Dismiss Notice
Join Physics Forums Today!
The friendliest, high quality science and math community on the planet! Everyone who loves science is here!

Partial derivatives, change of variable

  1. May 17, 2014 #1
    Given [tex]V=xf(u)[/tex] and [tex] u = \frac{y}{x}[/tex] How do you show that:

    [tex] x^2 \frac{\partial^2V}{\partial x^2} + 2xy\frac{\partial^2V}{\partial x\partial y} + y^2 \frac{\partial^2V}{\partial y^2}= 0 [/tex]

    My main problem is that I am not sure how to express V in terms of a total differential, because it is a function of x and f(u). So it depends on a variable and a function, and doesn't x also depend on u and y?

    [tex]dV = \frac{\partial V}{\partial x} * dx + \frac{\partial V}{\partial f(u)} * f(u) [/tex]

    This total differential doesn't really help much, there must be some other way of writing it down and simplifying it?

    So how should you go about solving this?
     
  2. jcsd
  3. May 17, 2014 #2
    One way to go about the problem is to just compute the individual partial derivatives and exhibit their sum as zero. While this is brute force, when in doubt and when no simple principles seem to afford opportunity, the best you can do is just the obvious.

    After taking the derivatives it does turn out that the equation is held. Carefully, exercise product rule and I recommend sticking to the variable u to the best of your ability.
     
    Last edited: May 17, 2014
  4. May 17, 2014 #3
    If I want to take the derivative of V it would look like this:

    [tex]\frac{\partial V}{\partial x} = \frac{\partial}{\partial x}(xf(u))[/tex]

    But how would you try and evaluate that, because f(u) is some function that depends on x, u=y/x, so you wouldn't get any values out from it? Taking the derivative again, to get the second derivative, it feels like it would just continue to grow bigger with partial derivatives.

    I'm clearly missing something?
     
  5. May 17, 2014 #4
    The difficulty in the differentiation as you noted is there because of our ignorance on f(u)! But this problem is really no problem at all. For suppose, to bring light on the thing being missed, f(u) is something as simple as sin(u). Carry out derivatives if f(u) is beknown to the audience.

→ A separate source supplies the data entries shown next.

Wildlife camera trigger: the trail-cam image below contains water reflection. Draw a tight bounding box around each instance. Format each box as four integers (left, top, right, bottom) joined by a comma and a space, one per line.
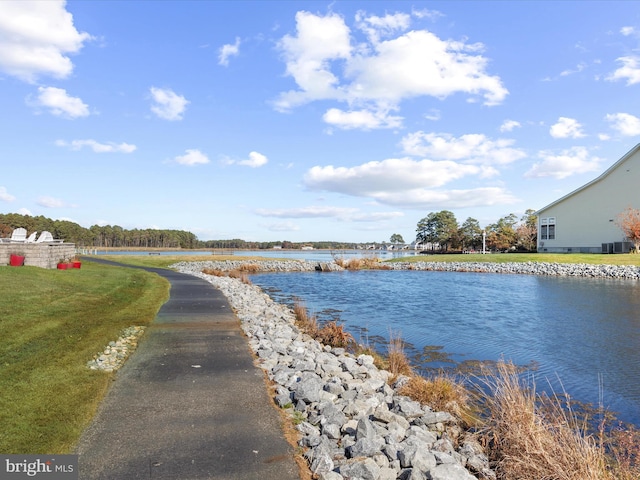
252, 271, 640, 424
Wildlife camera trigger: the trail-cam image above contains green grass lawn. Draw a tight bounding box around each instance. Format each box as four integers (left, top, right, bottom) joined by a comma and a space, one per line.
0, 254, 640, 454
0, 261, 169, 454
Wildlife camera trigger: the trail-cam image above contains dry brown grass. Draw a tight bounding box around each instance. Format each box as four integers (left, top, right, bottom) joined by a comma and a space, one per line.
202, 268, 227, 277
355, 345, 389, 370
333, 256, 391, 270
229, 270, 251, 285
293, 300, 319, 338
387, 334, 413, 381
316, 321, 356, 348
398, 374, 476, 425
485, 362, 616, 480
237, 263, 260, 274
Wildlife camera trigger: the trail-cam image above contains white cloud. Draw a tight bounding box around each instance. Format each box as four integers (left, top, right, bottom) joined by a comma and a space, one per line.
560, 62, 587, 77
256, 206, 357, 218
0, 187, 16, 202
605, 113, 640, 137
524, 147, 602, 180
31, 86, 89, 118
223, 152, 269, 168
500, 120, 521, 132
218, 37, 240, 67
424, 108, 440, 121
274, 11, 508, 128
56, 139, 137, 153
173, 149, 209, 167
356, 11, 411, 43
322, 108, 402, 130
607, 56, 640, 86
149, 87, 189, 120
400, 131, 526, 165
0, 0, 91, 83
37, 196, 66, 208
549, 117, 585, 138
304, 158, 490, 198
264, 222, 300, 232
255, 206, 404, 222
376, 187, 518, 210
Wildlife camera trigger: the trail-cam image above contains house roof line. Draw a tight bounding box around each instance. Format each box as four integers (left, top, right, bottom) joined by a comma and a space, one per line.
535, 143, 640, 215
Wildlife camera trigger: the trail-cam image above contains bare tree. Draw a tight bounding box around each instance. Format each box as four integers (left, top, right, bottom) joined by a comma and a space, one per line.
616, 207, 640, 253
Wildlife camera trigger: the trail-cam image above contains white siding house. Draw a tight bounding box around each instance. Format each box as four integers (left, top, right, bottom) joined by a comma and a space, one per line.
536, 144, 640, 253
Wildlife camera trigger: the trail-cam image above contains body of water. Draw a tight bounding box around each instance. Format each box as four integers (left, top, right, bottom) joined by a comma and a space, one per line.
251, 270, 640, 425
91, 248, 418, 262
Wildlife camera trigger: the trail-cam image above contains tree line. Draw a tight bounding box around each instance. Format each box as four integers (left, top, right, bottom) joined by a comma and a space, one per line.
0, 213, 355, 250
0, 213, 200, 248
416, 209, 538, 252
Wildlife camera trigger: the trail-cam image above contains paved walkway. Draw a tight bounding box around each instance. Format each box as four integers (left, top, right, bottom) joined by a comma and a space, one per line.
75, 260, 300, 480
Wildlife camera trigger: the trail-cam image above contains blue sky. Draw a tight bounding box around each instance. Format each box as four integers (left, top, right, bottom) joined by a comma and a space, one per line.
0, 0, 640, 242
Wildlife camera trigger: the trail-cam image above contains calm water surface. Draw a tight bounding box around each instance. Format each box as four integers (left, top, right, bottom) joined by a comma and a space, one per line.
251, 271, 640, 425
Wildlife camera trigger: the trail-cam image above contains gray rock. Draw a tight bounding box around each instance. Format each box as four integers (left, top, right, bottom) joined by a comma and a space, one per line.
340, 458, 380, 480
429, 463, 477, 480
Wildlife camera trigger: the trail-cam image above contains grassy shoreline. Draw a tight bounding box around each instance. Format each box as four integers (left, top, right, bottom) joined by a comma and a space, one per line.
0, 262, 169, 454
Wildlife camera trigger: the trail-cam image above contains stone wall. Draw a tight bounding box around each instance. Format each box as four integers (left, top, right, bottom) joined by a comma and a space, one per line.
0, 243, 76, 268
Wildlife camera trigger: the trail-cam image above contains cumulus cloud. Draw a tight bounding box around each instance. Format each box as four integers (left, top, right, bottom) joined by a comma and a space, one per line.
304, 158, 490, 198
0, 187, 16, 202
218, 37, 240, 67
400, 131, 526, 165
255, 206, 404, 222
256, 206, 357, 218
605, 113, 640, 137
549, 117, 585, 138
37, 196, 67, 208
0, 0, 92, 83
274, 11, 508, 128
322, 108, 402, 130
304, 158, 515, 208
525, 147, 602, 180
31, 86, 89, 118
376, 187, 518, 210
173, 149, 209, 167
607, 55, 640, 86
223, 152, 269, 168
149, 87, 189, 120
500, 120, 521, 132
56, 139, 137, 153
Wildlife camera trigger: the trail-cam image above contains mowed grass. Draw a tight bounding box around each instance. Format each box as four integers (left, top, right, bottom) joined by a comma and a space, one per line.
389, 253, 640, 267
99, 254, 272, 268
0, 261, 169, 454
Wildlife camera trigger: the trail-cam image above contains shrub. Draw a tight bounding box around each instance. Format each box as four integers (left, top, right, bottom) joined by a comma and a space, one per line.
387, 334, 413, 377
237, 263, 260, 273
293, 300, 318, 338
484, 362, 614, 480
229, 270, 251, 285
202, 268, 227, 277
398, 375, 474, 425
316, 320, 355, 348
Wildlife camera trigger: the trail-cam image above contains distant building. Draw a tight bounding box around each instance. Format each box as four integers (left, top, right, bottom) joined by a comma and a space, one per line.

Certainly that task will acquire no hardships other than the tedious chore of algebra.

    When exercising an x partial over the sin(u) it will by virtue of chain rule, be the partial of sin(u) with respect to "u" multiplied by the partial of "u" with respect to variable x (e.g. up to a negative factor something that falls to an inverse square of x and grows conjunctly with y).

    The partial of sin(u) with respect to "u" is no mystery (just the cosine). If f(u) is explicitly mentioned than the calculation is trivial. But it is not! So what do we do? The best thing we can do is leave it as a variable.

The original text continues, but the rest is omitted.